Notó el cosquilleo de un pequeño mordisco en su oreja y se apoyó en la pared antes de llegar al dormitorio.
—No hagas eso o nos iremos al suelo.
—¿Me dejarías caer?
—No. Pero no…
No pudo seguir. Le había vuelto a morder y él estaba perdiendo las fuerzas y el poco norte que le quedaba. Por suerte, estaban más cerca de la cama y ambos cayeron en ella.
Lluvia no sabría decir por qué le gustaba tanto contradecirle; llamarle Sami cuando él le había pedido expresamente que no lo hiciera o volver a morderle. Tal vez fuera por su seriedad, estaba muy guapo cuando se ponía serio.
Había conseguido llegar a la cama sin contratiempos y ahora era él el que podía morder sin problemas.
Jugó con el cierre del sujetador, nunca había sido muy diestro en eso, sin embargo, lejos de agobiarse ella seguía dándole besos y caricias, esperando con calma que él avanzara. ¿Qué tenía esa chica que tan pronto le sacaba de sus casillas como que se adaptaba a su ritmo?

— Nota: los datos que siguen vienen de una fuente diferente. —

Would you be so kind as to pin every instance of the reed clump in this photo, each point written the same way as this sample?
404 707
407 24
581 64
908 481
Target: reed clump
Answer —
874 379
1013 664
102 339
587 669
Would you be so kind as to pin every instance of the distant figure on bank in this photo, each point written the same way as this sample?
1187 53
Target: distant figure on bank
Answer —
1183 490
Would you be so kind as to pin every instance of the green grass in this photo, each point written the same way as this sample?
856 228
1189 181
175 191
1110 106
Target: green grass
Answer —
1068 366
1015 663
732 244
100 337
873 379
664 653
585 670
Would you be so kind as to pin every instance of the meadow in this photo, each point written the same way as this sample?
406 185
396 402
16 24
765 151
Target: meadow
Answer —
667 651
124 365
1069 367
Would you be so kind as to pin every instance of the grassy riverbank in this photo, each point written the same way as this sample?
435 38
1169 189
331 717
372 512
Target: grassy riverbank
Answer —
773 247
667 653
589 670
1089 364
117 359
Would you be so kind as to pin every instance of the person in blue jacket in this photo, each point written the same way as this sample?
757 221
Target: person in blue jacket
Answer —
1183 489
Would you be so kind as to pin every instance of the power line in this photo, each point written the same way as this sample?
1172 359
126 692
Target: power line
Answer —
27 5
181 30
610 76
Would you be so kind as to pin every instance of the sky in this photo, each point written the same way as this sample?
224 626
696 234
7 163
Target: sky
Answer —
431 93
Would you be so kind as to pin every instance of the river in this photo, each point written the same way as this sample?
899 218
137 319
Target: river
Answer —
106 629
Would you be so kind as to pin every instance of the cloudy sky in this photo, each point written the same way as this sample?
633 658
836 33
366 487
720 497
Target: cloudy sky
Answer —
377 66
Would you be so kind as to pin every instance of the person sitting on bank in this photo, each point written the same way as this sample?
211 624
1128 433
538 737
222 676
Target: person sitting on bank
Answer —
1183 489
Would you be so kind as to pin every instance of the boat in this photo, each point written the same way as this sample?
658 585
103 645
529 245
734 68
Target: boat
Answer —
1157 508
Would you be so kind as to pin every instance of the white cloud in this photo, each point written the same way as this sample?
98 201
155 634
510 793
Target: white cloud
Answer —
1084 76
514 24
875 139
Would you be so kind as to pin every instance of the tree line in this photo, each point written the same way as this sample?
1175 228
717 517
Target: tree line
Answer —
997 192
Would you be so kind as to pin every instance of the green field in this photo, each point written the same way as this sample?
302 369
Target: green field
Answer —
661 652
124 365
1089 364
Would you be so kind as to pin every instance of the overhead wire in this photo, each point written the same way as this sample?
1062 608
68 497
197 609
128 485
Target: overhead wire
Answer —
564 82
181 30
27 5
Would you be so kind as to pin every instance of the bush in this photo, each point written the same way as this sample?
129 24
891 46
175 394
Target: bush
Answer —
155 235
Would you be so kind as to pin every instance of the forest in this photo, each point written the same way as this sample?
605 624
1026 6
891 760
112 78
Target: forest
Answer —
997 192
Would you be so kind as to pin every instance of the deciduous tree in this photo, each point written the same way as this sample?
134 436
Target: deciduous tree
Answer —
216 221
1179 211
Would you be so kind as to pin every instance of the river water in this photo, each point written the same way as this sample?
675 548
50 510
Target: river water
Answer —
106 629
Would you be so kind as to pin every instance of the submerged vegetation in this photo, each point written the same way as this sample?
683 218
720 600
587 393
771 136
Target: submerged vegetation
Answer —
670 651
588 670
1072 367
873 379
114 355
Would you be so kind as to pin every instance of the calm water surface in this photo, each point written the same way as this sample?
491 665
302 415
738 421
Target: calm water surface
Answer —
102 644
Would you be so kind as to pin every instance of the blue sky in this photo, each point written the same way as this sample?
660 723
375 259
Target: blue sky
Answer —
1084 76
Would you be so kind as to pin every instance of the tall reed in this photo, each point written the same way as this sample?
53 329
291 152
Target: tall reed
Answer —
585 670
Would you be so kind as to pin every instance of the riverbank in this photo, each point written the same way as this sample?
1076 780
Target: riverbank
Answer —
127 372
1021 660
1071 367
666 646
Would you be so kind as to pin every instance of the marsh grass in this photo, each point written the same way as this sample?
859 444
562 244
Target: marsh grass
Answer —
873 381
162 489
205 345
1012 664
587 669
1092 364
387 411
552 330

Y se adaptó. Las piernas de ella se enredaron en su cadera y sus dedos entre los mechones violeta de su pelo. La atrajo más hacia él, hundió sus labios en su cuello y aumentó la presión, el ritmo y hasta la fuerza. Hasta que escuchó sus gemidos cada vez más intensos y poco después ambos cayeron agotados y abrazados.
Se apoyó en su pecho, mientras rodeaba su cintura con su brazo.
—Mmmmm
Era lo único que sus fuerzas le permitían decir después de lo que acababa de pasar.
—No voy a admitir que ese trasto ha ayudado a esto.
—Vale, será nuestro secreto.
—Mejor.
La atrajo hacia él y enterró la nariz en su pelo, mientras ella le acariciaba la espalda con las uñas.
Su cabeza no dejaba de gritar, “¡es un desconocido!” pero ella era incapaz de sentirlo como tal. Lo mismo le pasaba a él, allí tumbado, con ella entre sus brazos no tenía la sensación de haberla conocido hacía solo unas horas.
—Quédate a dormir.
—¿A dormir?
Rio ante su expresión y le dio un beso dulce en la punta de la nariz.
—Eres una descarada.
—Y te gusta.
Subió la cabeza para besarle, y él rodó para volver a quedar encima.
—Ahora verás.
Escuchó la mezcla de carcajada y gemido que provocó el beso en su cuello y supo que ya no iba a poder pasar mucho tiempo sin volver a escucharle hacer eso y que esa noche poco iban a dormir.